Diabo e Rubro Negro embolaram na pancadaria. A polícia não se movia. Mas o político se moveu rapidamente, correndo para longe. Rubro Negro afastou aquela disputa embolada com um chute poderoso no estômago de seu adversário. Ele emitiu um ruído de dor pela primeira vez. Sabendo que aquele vilão tinha muita resistência a seus socos – que já eram muito fortes – decidiu que era hora de usar seu maior poder. Ele concentrou em suas mãos a energia de plasma vermelho. Diabo correu em sua direção preparando um grande golpe, mas antes que conseguisse chegar, Rubro Negro disparou sua rajada que o acertou em cheio.
Voando alguns metros, caiu sobre uma viatura de polícia amassando-a totalmente. Parecia estar tonto, mas pronto pra outra.
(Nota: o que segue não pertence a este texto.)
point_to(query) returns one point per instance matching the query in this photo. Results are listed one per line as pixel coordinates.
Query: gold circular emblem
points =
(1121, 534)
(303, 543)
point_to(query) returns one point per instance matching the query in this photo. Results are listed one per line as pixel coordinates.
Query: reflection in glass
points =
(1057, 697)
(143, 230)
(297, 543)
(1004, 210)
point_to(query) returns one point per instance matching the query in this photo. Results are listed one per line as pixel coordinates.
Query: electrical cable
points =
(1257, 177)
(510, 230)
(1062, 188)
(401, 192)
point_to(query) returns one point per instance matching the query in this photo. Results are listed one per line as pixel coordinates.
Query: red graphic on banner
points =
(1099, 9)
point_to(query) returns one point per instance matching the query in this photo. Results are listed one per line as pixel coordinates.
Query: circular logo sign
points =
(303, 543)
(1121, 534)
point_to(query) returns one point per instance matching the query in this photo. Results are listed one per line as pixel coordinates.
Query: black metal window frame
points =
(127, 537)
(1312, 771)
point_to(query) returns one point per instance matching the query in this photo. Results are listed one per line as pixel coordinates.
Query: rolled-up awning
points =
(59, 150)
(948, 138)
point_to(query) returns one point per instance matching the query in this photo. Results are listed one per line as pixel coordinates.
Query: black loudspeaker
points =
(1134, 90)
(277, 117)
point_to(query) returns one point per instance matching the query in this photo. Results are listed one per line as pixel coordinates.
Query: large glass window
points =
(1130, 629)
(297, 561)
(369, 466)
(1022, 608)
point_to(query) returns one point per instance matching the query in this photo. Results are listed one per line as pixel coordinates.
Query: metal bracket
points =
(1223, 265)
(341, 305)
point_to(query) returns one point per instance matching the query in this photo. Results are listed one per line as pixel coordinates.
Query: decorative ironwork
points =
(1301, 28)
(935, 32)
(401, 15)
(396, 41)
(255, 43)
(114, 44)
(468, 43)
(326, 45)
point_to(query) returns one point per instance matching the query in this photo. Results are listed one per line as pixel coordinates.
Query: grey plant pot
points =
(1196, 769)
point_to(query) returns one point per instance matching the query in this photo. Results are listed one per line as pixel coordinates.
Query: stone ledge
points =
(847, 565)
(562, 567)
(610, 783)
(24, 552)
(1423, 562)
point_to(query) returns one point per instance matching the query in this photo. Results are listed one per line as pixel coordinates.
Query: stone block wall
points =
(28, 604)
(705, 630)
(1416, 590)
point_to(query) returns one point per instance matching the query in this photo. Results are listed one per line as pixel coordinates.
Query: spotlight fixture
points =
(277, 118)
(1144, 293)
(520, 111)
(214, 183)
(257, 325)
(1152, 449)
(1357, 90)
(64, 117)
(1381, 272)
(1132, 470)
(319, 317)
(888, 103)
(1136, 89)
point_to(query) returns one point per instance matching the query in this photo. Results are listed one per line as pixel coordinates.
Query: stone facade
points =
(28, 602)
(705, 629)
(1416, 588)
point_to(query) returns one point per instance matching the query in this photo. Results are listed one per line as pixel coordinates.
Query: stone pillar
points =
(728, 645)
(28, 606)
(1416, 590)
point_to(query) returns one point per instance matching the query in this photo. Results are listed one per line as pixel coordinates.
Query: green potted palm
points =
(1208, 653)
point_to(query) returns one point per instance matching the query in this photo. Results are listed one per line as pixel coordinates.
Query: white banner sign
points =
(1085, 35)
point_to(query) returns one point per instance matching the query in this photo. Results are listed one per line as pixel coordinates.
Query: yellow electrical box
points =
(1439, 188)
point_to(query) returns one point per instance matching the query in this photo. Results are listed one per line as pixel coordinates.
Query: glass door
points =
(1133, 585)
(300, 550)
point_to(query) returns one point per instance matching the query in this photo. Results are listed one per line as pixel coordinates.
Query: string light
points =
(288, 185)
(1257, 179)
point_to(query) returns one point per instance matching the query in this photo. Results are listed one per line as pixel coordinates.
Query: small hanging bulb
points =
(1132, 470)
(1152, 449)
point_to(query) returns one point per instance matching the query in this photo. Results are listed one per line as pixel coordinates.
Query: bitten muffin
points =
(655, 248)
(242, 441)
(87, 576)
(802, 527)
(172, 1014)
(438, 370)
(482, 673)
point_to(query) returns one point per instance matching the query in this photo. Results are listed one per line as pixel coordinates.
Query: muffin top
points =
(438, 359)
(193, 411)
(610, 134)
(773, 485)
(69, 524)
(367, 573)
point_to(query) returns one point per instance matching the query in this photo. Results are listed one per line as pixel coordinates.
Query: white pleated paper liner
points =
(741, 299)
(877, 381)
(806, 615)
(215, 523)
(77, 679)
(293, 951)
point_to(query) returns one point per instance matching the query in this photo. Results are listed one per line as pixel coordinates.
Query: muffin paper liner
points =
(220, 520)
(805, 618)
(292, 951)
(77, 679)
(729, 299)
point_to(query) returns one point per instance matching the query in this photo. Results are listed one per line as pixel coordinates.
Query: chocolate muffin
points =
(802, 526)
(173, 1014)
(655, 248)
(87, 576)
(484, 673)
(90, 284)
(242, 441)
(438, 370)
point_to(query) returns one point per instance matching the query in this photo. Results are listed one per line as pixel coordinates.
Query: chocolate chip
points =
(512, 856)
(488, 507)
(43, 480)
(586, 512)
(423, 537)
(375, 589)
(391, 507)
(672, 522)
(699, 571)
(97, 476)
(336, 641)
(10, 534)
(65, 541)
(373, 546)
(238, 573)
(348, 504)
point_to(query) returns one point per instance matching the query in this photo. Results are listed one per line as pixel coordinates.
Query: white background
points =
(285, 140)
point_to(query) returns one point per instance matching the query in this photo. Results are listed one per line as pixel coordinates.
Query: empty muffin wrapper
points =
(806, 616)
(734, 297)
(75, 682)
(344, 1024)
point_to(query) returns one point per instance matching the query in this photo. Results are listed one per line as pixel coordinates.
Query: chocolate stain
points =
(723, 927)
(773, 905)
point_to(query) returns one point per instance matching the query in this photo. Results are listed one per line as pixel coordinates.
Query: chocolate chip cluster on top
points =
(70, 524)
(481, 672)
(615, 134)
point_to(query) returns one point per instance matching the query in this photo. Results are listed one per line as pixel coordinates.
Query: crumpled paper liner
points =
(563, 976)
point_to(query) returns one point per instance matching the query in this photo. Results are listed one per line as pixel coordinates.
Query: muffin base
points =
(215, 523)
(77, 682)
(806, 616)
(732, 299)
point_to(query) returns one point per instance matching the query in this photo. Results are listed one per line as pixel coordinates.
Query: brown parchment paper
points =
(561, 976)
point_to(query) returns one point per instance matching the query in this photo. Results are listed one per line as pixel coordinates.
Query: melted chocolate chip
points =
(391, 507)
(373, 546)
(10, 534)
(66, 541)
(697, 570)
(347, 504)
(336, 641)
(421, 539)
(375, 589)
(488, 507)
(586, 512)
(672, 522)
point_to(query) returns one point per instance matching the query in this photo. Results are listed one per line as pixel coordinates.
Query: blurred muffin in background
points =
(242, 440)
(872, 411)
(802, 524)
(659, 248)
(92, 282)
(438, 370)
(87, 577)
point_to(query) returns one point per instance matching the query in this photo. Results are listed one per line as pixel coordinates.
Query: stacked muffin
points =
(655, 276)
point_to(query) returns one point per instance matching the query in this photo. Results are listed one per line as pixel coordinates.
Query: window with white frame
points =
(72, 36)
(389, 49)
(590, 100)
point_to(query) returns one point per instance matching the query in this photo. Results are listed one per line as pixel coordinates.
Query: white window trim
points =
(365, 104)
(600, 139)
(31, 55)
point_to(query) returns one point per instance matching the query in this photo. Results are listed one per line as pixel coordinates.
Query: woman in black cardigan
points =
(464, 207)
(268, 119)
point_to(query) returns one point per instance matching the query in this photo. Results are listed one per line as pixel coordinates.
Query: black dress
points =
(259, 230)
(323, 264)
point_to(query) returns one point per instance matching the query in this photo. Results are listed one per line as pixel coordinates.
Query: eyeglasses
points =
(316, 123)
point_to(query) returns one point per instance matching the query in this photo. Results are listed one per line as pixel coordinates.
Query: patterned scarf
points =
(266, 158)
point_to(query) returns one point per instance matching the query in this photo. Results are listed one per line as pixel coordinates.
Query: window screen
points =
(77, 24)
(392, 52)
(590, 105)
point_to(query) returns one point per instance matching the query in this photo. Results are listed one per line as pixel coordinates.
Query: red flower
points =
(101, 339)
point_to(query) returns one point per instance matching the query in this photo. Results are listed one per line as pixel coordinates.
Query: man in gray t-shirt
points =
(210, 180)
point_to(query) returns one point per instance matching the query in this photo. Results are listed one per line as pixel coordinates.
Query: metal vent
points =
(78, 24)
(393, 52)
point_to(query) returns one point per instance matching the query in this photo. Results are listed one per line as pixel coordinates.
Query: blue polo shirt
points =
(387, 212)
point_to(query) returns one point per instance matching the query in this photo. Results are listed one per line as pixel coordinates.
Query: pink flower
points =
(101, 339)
Então, querendo evitar o prolongamento daquela luta, Rubro Negro gritou para que todos afastassem. Disparou outra rajada de plasma que fez a viatura explodir. Na carcaça, estava Diabo, desacordado.
A polícia, então, resolveu agir. Alguns foram para cima do vigilante mascarado exigindo rendição. Outros foram conter Diabo com várias algemas.
- Melhor vocês usarem algo mais difícil de quebrar que uma algeminha. – Dito isso, ele correu para longe. Alguns policiais foram atrás dele, mas ele conseguiu despistá-los. Trocou de roupa e decidiu que já tinha acabado naquela noite.

No dia seguinte, na aula, Sofia disse que havia pensado que havia sido muito dura com Arthur. Esperançoso, o rapaz decidiu tentar convidá-la para um cinema novamente. Ela foi evasiva e disse que não podia. Com mais uma bola fora, ele foi pra Biblioteca Nacional continuar seus estudos da bolsa de pesquisa. Descobriu que o professor Cardoso já estava lecionando novamente e, aparentemente, sem problemas. O segredo dele estava guardado com Arthur e com o Rubro Negro.
Outros pensamentos passavam pela cabeça do jovem: quem era aquele Diabo? Como ele ganhou aqueles poderes? Teriam sido da mesma forma que ele? Será que ele enlouqueceu achando que era o diabo em pessoa? Será que Arthur também ficaria louco?